Recycling Oil Containers into Roads


Recycling Oil Containers into Roads
A row of empty, plastic motor oil bottles collected for recycling. © Mohd Rodi /

A ground-up mixture of drained plastic motor oil canisters can be used as a construction additive in road pavement materials typically made of bitumen and concrete, to enhance the pavement mixture’s resilience to physical strain and temperature variations, according to research conducted by Perm Polytechnic University.

The research also aims to produce more environmentally friendly road pavement materials by recycling used motor oil canisters instead of dumping them in landfills or incinerating them. Technicians at Perm University claim that while low-density polyethylene has been used before as a component in bitumen concrete mixture, studies on grinded plastic containers with motor oil residue inside them have not yet been carried out.

Due to its composition and varied resilience to temperatures and waterproofness, road surfaces can deteriorate rapidly, showing different cracks and surface damage. Scientists at this Russian university have proposed a solution for improving bitumen concrete road construction materials. In their experiments, they used drained motor oil canisters in the form of a ground-up mixture as an additive in the road pavement mix, according to a recent news release.

“Low-quality recycling of petroleum products negatively impacts the environment, especially concerning the polyethylene canisters used for storing and transporting automotive engine oils,” Perm University said in a February 20 news release.

According to some estimates, about 450 million motor oil containers of different sizes are produced in Russia annually.

“If dumped in landfills, they can contaminate groundwater,” the institution said. “If incinerated, they may generate toxic emissions.”

In their research, scientists used drained 1-, 4-, 10-, and 30-liter plastic containers with residual oil inside them. They ground them to achieve a mixture of plastic particles and oil, with residual content comprised of 8% of the cumulative capacity of each container. This mixture is then added to the mix of sand, tarmac and bitumen at different concentration rates.

“The experiments demonstrated that the optimal concentration of the crumbled packaging was between 4% and 18%, while that of bitumen was between 5.5% and 5.8%,” the researchers noted. “The shape of the particles and their rough surface served as a reinforcing element, reducing the consumption of cementing components and prolonging the service life of the bitumen concrete.”

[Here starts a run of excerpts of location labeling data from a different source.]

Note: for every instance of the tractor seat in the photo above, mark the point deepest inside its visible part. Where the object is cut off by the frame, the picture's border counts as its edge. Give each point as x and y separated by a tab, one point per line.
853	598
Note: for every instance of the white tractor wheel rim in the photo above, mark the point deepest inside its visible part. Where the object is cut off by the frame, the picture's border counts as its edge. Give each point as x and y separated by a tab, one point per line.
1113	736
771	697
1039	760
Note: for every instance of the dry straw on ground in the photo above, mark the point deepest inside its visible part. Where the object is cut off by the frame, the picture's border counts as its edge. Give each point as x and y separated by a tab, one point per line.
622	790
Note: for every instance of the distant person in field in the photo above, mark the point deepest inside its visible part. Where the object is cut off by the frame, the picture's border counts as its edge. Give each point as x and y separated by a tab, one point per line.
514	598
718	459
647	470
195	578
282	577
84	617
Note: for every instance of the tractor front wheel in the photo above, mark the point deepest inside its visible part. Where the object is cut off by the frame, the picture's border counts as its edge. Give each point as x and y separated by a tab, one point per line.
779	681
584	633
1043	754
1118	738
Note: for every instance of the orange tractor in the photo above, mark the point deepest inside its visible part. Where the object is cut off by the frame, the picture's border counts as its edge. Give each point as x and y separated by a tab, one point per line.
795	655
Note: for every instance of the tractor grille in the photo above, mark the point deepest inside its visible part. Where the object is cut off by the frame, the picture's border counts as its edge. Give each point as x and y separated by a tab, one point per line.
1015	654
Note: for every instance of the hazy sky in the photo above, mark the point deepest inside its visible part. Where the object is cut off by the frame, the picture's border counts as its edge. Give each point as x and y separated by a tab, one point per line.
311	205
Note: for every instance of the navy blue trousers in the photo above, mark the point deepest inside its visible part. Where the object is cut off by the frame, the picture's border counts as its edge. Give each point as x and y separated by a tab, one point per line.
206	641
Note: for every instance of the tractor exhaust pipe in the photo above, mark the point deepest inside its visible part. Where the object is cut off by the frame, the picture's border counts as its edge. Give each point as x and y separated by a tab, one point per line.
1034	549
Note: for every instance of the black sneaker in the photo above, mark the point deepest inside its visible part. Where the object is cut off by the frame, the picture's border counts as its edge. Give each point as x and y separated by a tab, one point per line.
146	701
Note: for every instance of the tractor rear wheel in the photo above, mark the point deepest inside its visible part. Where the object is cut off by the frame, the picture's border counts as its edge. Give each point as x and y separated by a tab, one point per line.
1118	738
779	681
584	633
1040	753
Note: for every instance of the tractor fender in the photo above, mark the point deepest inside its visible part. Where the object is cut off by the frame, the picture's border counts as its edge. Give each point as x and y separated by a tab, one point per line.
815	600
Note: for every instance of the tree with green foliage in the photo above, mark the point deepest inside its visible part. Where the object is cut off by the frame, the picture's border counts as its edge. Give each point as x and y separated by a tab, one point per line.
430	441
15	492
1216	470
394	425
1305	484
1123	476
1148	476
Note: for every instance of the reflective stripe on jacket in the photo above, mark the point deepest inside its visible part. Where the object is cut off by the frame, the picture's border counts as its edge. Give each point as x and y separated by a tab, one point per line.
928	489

As a result of the tests, technicians found that motor oil accelerates the process of homogeneous distribution of the ground polyethylene waste, when blended into the road construction mixture.

“The shape of the particles of the container used and their rough surface allow them to act as a reinforcing element,” Kirill Tyuryukhanov, senior lecturer at the university’s Department for Motor Highways and Bridges, said. He added that the tests showed reduced consumption of the binder components while increasing the service life of the bitumen concrete.

Also, the new mixture was tested for toxicity.

“We studied the toxic properties of our mixture using green unicellular algae and entomostracans,” Tyuryukhanov said. “We tested the obtained specimens, according to the state standards of [Russian] GOST requirements and proved that the mix of bitumen concrete blended with ground containers of engine oil is not toxic and meets all requirements.”

The scientists at Perm University claim that this mixture can be used as a reinforcing element in the production of bitumen cement mixtures. This can enhance the pavement resilience to strains caused by heavy-duty freight trucks and temperature variations, thereby ensuring that road pavements last much longer without cracks or deformations.

“This invention can be freely used in the construction of roads, bridges and airports, reducing the impact on the environment, cutting the price of bitumen concrete products, and offering a wider range of road construction materials,” the university stated, adding that it is already in talks with companies for the practical application of this invention.